La nature et l'ampleur de cet exode ont rendu obsolètes toutes les hypothèses juridiques et politiques qui régnaient jusqu’alors à propos la migration. Dans le passé, le principal motif de migration était économique. Le débat auquel a donné lieu la migration économique opposait les libéraux, attachés au principe de la libre circulation des travailleurs, et les personnes qui appelaient à des restrictions de mouvement entre les pays afin de protéger les emplois, la culture et/ou la cohésion politique.

Lorsque le monde s’est remplit d'Etats-nations et les espaces vides se sont peuplés, la restriction a triomphé sur la libre circulation. Les contrôles sur l'immigration se sont généralisés après la Première Guerre mondiale.
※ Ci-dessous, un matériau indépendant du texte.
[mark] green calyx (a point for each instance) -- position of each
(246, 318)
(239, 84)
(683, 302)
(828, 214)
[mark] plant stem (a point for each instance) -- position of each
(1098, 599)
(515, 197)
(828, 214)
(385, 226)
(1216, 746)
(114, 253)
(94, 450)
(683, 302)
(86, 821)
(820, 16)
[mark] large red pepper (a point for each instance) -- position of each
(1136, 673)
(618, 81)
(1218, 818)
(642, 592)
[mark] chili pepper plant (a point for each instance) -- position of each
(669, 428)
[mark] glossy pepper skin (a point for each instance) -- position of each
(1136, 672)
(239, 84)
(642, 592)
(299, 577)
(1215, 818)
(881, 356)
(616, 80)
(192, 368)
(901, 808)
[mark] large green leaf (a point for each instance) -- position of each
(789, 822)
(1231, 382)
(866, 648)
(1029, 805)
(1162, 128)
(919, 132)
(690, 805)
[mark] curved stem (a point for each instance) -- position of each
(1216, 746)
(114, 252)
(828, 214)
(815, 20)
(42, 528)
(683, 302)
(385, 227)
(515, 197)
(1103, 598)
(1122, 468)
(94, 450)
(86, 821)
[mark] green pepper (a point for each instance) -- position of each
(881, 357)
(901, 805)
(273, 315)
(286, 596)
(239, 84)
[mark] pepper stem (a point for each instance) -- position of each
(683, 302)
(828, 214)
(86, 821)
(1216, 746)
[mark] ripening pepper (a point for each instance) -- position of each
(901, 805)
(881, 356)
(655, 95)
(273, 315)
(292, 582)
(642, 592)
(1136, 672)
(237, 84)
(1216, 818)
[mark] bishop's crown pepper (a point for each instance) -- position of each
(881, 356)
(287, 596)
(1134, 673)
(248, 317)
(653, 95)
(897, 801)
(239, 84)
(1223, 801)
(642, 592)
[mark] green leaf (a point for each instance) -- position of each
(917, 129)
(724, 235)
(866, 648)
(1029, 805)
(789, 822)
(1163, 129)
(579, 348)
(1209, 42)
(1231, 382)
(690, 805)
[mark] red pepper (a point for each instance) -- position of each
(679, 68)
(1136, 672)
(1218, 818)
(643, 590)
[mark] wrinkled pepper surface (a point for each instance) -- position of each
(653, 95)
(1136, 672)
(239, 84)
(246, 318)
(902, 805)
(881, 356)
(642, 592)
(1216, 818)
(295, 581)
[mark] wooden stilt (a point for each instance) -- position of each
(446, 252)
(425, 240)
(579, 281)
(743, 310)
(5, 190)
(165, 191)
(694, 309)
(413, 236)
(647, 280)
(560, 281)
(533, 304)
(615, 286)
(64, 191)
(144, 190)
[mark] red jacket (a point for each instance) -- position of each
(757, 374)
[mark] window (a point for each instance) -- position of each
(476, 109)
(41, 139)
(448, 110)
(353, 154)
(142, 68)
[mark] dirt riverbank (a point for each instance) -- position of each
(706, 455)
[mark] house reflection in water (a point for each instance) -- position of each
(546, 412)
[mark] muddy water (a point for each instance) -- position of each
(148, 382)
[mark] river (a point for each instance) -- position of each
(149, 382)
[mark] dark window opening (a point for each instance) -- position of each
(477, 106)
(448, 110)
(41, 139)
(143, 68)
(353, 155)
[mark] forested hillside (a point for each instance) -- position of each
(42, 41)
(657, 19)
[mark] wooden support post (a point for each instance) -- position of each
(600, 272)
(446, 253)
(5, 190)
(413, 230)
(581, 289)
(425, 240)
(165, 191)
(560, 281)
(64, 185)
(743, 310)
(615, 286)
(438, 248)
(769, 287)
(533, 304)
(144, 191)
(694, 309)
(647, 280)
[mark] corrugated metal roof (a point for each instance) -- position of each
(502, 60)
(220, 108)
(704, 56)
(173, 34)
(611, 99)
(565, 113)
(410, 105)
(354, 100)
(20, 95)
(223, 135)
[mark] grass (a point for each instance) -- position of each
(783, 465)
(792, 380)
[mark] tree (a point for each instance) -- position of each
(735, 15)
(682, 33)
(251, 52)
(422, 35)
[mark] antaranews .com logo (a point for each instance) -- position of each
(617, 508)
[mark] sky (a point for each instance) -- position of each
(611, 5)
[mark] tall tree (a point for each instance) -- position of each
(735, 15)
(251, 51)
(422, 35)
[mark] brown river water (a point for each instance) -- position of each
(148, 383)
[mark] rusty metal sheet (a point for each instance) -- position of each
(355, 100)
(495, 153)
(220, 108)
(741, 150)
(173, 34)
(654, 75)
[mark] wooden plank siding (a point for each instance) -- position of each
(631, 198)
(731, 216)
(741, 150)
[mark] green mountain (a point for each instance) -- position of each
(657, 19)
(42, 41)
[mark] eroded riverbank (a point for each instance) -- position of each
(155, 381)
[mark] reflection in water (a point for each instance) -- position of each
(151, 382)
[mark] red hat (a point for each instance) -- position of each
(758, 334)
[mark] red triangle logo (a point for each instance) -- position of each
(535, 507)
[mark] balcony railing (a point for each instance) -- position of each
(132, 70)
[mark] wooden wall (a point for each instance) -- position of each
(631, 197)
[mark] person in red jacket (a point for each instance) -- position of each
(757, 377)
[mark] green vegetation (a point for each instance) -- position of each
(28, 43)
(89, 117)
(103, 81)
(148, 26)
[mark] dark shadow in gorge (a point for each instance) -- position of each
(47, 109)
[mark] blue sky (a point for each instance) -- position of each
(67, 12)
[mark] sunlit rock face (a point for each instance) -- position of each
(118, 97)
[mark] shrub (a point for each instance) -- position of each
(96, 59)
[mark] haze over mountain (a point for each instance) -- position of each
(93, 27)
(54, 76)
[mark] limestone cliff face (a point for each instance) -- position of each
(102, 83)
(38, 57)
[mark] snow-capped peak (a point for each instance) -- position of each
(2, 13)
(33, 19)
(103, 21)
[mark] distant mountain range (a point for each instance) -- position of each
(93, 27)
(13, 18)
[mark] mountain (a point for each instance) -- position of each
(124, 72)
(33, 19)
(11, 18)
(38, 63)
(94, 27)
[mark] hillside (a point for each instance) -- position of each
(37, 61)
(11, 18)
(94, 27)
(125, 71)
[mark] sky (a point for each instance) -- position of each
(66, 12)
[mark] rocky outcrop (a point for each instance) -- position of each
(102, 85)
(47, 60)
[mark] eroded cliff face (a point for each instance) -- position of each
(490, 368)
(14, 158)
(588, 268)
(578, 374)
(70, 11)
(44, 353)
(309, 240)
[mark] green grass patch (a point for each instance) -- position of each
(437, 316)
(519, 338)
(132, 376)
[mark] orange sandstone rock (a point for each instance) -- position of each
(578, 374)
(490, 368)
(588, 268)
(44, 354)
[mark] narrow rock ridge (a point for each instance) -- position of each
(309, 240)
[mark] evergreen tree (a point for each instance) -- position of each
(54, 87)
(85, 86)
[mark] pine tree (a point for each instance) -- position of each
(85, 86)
Tous les pays développèrent alors des politiques de gestion de la population.

Mais il a toujours eu un autre groupe, beaucoup plus petit, de demandeurs d'asile – ces personnes obligées de fuir leur pays d'origine à cause de persécutions, souvent pour des motifs religieux ou ethniques. La Convention des Nations Unies sur les réfugiés de 1951 a reconnu un droit d'asile pour les personnes incapables de retourner dans leur pays d'origine en raison d'une crainte « bien fondée » de persécution.